Gluten is what gives bread dough its stretchy quality. It is an integral part of wheat, barley, rye, and spelt (as well as lesser known grains such as kamut and triticale). People who have sensitivities to gluten (found most significantly in wheat products) can range from having a wheat allergy to celiac disease. Eliminating gluten from the diet (an arduous task for those who have to do it since current labeling laws do not require mention of gluten) is a first line of defense in treating celiac disease.
Who else can benefit from a GF diet?
Not only those with a gluten sensitivity may need to follow a GF diet. Although the research is not completely documented, symptoms of autism spectrum disorders as well as ADD/ADHD have been found to lessen after eliminating gluten (and in some cases, casein, a key ingredient in dairy products). Dermatitis herpetiformis (classified as severe itching rash found on behind the elbows and knees) has been considered either a separate disorder (treated with a GF diet) or as a symptom of celiac disease (which can only be diagnosed with a blood test and an endoscopy).
You didn't mention oats. Don't they contain gluten?
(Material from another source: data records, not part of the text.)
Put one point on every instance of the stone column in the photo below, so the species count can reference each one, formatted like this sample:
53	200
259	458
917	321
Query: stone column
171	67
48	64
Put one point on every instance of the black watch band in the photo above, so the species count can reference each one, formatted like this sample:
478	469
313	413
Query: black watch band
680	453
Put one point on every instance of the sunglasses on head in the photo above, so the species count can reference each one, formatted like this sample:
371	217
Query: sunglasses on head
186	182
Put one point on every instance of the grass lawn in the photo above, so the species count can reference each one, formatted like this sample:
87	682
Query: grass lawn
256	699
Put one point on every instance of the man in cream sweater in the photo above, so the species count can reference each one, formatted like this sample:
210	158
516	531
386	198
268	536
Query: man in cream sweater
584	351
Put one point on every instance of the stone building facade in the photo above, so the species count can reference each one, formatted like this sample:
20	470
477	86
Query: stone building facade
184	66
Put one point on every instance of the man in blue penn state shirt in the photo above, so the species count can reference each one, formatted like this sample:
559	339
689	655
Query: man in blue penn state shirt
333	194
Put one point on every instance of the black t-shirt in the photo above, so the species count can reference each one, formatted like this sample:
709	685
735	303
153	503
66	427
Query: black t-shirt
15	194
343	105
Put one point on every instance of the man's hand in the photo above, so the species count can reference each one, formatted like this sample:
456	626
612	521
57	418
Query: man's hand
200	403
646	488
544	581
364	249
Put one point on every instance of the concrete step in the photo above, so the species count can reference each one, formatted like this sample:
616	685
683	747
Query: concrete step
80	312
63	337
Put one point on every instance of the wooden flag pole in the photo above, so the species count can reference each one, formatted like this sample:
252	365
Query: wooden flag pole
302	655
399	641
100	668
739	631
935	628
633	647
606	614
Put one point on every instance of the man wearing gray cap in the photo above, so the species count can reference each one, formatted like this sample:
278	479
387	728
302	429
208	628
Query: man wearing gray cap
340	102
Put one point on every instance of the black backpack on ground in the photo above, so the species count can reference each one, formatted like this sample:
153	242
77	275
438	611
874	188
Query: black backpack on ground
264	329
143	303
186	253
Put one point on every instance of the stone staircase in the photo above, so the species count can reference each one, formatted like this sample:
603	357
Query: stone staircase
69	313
Currently, oats are a controversial subject in celiac circles. Technically, oats lack the gluten protein and therefore should not be a problem for most people with the sensitivity. The key concern is that oats can be cross-contaminated with glutinous grains in their processing. There are a few sources for certified non-contaminated oats. However, these are quite expensive. Since I do not think I am celiac, I freely use oat flour (rolled oats ground in a food processor). [Please see the post about Laws of Bread for the Celiac Observant Jew for more information.]
So, no bread, no pasta, what's left for me?
Quite a bit actually. Conventional starches such as potatoes, rice, and corn are still available. Use this opportunity to open your eyes to an entire world of almost-forgotten grains, all of them have unique tastes that expand your repetoire: amaranth, millet (not just for bird seed anymore), and quinoa. The basis of comfort foods, like tapioca (pudding) and buckwheat (pancakes), are also permitted. The good news is that many of these foods can be made into an assortment of flours (along with legume and nut flours), which will provide you with hours of baking pleasure.
Low-carb diets were big several years ago. Isn't gluten-free just another "fad diet"?
Not for the 1 in 200 Americans who have gluten sensitivity in one form or another. (For every diagnosed case, there are approximately a dozen people suffering in silence, completing unaware of the long-term effects.) A "classic" celiac case is a person whose body does not completely absorb nutrients in food. This could cause a person to be too thin, unable to gain weight no matter what, or heavy, from the need to overeat as an attempt to satisfy nutrition requirements. There is a lot of buzz currently about gluten-free as well as a surge of GF products storming the market. People may inevitably turn to it as a fad diet but it will just as soon fade for some of these people once it gets "too boring".
I may have the sensitivity, but don't want to put my whole family on the diet, what should I do?
For those who observe the Jewish dietary laws (kashrut), we are already familiar with the stringencies of separating meat and dairy products from each other. Being the only GF person in a family requires the same attention (for those with severe allergies). Reactions can occur from a "double-dipped" knife in mayonnaise or cream cheese. [GF people can keep separate containers of these products for themselves.] Cutting boards and cooking utensils have to be cleaned with hot soapy water in between use. Keep your GF products clearly marked and away from the other foods and you should not have too many problems with cross-contamination.
Since processed food may not be clearly labeled "gluten-free", what else do I need to know?
Obviously, you know to avoid the flours of those offending grains. However, wheat, barley, rye, and spelt have several aliases on ingredient lists. Steer clear of these "code words": modified food starch (may be derived from wheat), hydrolyzed vegetable protein (commonly found in canned tuna fish), and malt flavoring.
What about alcoholic beverages?
Wine is still safe as well as distilled liquor from non-glutinous sources (such as rum and potato vodka). There is currently on the market beer made from sorghum (another gluten-free "grain"). However, at $8.99 per 6 pack, it is better reserved for special occasions.